DECT has been introduced into treatment planning of proton therapy [13], [14]. In this clinical workflow, virtual mono-energetic images (VMIs) are used, which are comparable to SECT images acquired at a single energy instead of the full x-ray spectrum [15]. Hudobivnik et al. have compared dose calculations based on SECT and DECT scans in the brain region [16]. They found range differences on the order of 1 mm, but concluded this result to be insignificant as their DECT-based SPR estimation had an accuracy of the same order [16]. Treatment planning comparisons have also been performed on prostate and brain tumor patients by Wohlfahrt et al. [14]. They found that the range shifts for brain tumors was 1.1 mm (1.2% of the total range) and 4.1 mm (1.7%) for prostate-cancer patients [14].

The advantages of DECT should be investigated for all potential proton therapy indications. Treatment of patients with head and neck (HN) cancer is a particular challenge due to the many critical normal tissues close to the targeted tumor-bearing volumes. These patients may therefore benefit considerably from proton therapy due to the possibility of improved normal tissue sparing [17]. Furthermore, it has been shown that larger range margins (up to around 6% + 1 mm) were needed in the HN region [18]. Accurate SPR calculation has therefore a considerable potential for these patients. DECT- and SECT-based SPR determination for the HN region has so far only been compared in a head phantom, indicating that DECT is superior to SECT, especially in heterogeneous regions [19]. The aim of this study was to compare DECT- and SECT-based SPR estimation in a cohort of HN cancer patients, in terms of water-equivalent path lengths (WEPLs) and SPR distributions in selected anatomical regions with homogeneous density. As the superiority of DECT has already been established in theoretical, phantom and animal tissue evaluations [4], [5], [6], [7], [9], [10], [11], any SPR deviations between DECT and SECT will be considered to be in favor of DECT-based proton therapy treatment planning.

2. Material and methods

2.1. Patient cohort

This study was approved by the local ethics committee in the Central Denmark Region (ESDH 1-10-72-61-16). In total, fourteen HN cancer patients were DECT scanned after written informed consent was obtained. The first eight patients were scanned with a Dual Source CT scanner (Group A) while the last six patients were scanned using a conventional SECT scanner by acquiring two consecutive scans at different kVp-settings (Group B). All patients were treated with photon-based radiotherapy, and they were scanned approximately mid-way through their treatment course (in week three or four).

2.2. SPR calculation

For the DECT-based SPR estimation, we used the method proposed by Taasti et al. [7]; the equations used for the SPR estimation were:

$${\text{SPR}}_{\text{soft}}^{\text{est}}=(1+x_{\text{s}1})u_H-x_{\text{s}1}{u}_L+x_{\text{s}2}{u}_L^2+x_{\text{s}3}{u}_H^2+x_{\text{s}4}\left(u_L^3+u_H^3\right)$$ (1a)
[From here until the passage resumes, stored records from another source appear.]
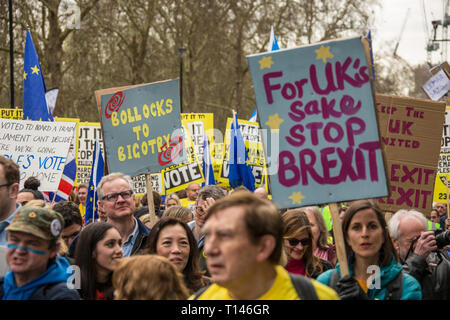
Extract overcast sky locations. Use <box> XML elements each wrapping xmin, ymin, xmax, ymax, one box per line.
<box><xmin>371</xmin><ymin>0</ymin><xmax>448</xmax><ymax>64</ymax></box>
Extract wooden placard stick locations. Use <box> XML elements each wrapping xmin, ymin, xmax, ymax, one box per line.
<box><xmin>329</xmin><ymin>202</ymin><xmax>349</xmax><ymax>277</ymax></box>
<box><xmin>145</xmin><ymin>173</ymin><xmax>156</xmax><ymax>227</ymax></box>
<box><xmin>442</xmin><ymin>174</ymin><xmax>450</xmax><ymax>216</ymax></box>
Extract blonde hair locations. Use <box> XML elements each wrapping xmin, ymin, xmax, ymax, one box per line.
<box><xmin>112</xmin><ymin>254</ymin><xmax>189</xmax><ymax>300</ymax></box>
<box><xmin>163</xmin><ymin>206</ymin><xmax>194</xmax><ymax>223</ymax></box>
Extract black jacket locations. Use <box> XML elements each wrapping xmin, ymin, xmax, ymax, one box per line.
<box><xmin>0</xmin><ymin>277</ymin><xmax>80</xmax><ymax>300</ymax></box>
<box><xmin>403</xmin><ymin>252</ymin><xmax>450</xmax><ymax>300</ymax></box>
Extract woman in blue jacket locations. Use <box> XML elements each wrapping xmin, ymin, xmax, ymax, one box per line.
<box><xmin>317</xmin><ymin>200</ymin><xmax>422</xmax><ymax>300</ymax></box>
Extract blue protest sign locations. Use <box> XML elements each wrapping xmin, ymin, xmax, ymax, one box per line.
<box><xmin>101</xmin><ymin>80</ymin><xmax>186</xmax><ymax>176</ymax></box>
<box><xmin>247</xmin><ymin>38</ymin><xmax>388</xmax><ymax>208</ymax></box>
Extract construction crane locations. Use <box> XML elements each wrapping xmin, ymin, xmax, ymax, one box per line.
<box><xmin>428</xmin><ymin>0</ymin><xmax>450</xmax><ymax>67</ymax></box>
<box><xmin>394</xmin><ymin>8</ymin><xmax>411</xmax><ymax>57</ymax></box>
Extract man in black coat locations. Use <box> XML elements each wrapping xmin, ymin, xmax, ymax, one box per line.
<box><xmin>389</xmin><ymin>210</ymin><xmax>450</xmax><ymax>300</ymax></box>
$${\text{SPR}}_{\text{bone}}^{\text{est}}=(1+x_{\text{b}1})u_H-x_{\text{b}1}{u}_L+x_{\text{b}2}\frac{u_L}{u_H}+x_{\text{b}3}\left(u_L^2-u_H^2\right)+x_{\text{b}4}\left(u_L^3+u_H^3\right)$$ (1b)

The two equations were for soft and bone tissues, respectively, with the categorization of the two tissue types based on a nearest neighbor classification [20] (three nearest neighbors; more detail is given in the Supplementary Material (SM) S1.1). The calibration of these equations is described in SM S1.2.

The x-values in Eq. (1a), (1b) were fitting parameters, and the u-values were so-called reduced CT numbers, which were calculated as follows:

$$u_j=\frac{{\mathcal{H}}_j-B_j^{\mathit{tg}}}{A_j^{\mathit{tg}}}$$ (2)

Here ${\mathcal{H}}_j$ was the CT number for the low, $j=L$, and the high, $j=H$, energy spectrum, respectively. The calibration of the A- and B-parameters is described in SM S1.3.

For the SECT-based SPR estimation the stoichiometric method proposed by Schneider et al. [2] was used. Individual conversion curves were calibrated for each scanner, but the same constraints were used, whereby only the slopes of the different line segments differed. The conversion curve used for Group A can be seen in Fig. S2.1 in SM. The scanner characterization parameters, $K^{\text{ph}}$, $K^{\text{coh}}$ and $K^{\text{KN}}$, used for the CT number prediction [2] were obtained from virtual 120 kVp SECT scans (Section 2.4) of a calibration phantom, Gammex Cone-Beam Electron Density Phantom (Gammex Inc., Middleton, WI).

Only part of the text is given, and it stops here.